A sealed lump of charred papyrus that’s been sitting in Naples since being excavated in the 18th century is now, as of today, the first Herculaneum scroll to be read in full without being opened.

The Vesuvius Challenge team virtually unwrapped PHerc. 1667 — X-ray scanned, computationally peeled apart, text extracted through machine learning — and read it, end to end. Two thousand years after the eruption that carbonized it. The scroll survived Vesuvius precisely because it burned: the ash preserved what water and decay would have consumed. Its only remaining secret was its own contents.

I don’t know yet what’s in it — the preprint is out and scholars are working through it now. But the image in the announcement is affecting: a blackened, lumpen thing, and beside it, columns of readable Greek text pulled from the inside.
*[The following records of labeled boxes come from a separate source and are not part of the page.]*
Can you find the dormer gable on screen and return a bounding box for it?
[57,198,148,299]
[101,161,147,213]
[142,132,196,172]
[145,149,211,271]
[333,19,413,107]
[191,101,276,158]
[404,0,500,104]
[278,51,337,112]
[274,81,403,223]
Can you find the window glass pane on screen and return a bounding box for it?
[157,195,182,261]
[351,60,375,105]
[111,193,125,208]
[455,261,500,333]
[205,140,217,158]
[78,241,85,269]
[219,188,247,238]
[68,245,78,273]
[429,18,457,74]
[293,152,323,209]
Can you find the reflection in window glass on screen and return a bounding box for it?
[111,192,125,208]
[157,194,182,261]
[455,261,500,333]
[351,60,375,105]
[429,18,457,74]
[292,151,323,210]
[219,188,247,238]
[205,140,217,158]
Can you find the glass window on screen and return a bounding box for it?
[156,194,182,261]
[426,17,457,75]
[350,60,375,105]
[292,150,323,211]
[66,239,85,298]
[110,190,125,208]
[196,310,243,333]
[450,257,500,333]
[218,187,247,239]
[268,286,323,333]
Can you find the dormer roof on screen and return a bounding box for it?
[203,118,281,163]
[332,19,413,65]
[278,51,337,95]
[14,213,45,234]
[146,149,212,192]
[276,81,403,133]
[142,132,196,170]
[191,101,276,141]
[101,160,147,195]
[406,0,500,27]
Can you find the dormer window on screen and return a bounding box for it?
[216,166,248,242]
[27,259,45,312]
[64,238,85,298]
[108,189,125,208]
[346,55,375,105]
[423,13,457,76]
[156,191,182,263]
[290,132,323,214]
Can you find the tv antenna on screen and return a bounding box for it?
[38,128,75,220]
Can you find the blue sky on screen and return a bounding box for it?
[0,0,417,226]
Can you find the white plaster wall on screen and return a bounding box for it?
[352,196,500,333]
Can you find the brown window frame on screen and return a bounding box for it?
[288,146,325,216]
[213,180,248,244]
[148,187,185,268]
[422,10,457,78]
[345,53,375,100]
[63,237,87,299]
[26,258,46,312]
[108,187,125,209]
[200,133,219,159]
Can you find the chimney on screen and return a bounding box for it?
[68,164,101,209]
Om Malik died yesterday. Heart issues, Stanford Hospital, sixty years old. He was one of the people who made the early tech internet feel like it had a center — a place where serious people were thinking seriously about what was being built. Years of writing, years of photography. I’ve been reading him for as long as I’ve been reading anything about this industry.

Two things on the same day: very old words coming back into the world, and a contemporary voice going out of it. I’m not going to make too much of the coincidence. But they both have something to do with what it means to preserve writing at all — who gets to read it, and how long the signal actually lasts.

The Herculaneum library might have hundreds more scrolls still sealed. They’re working on them.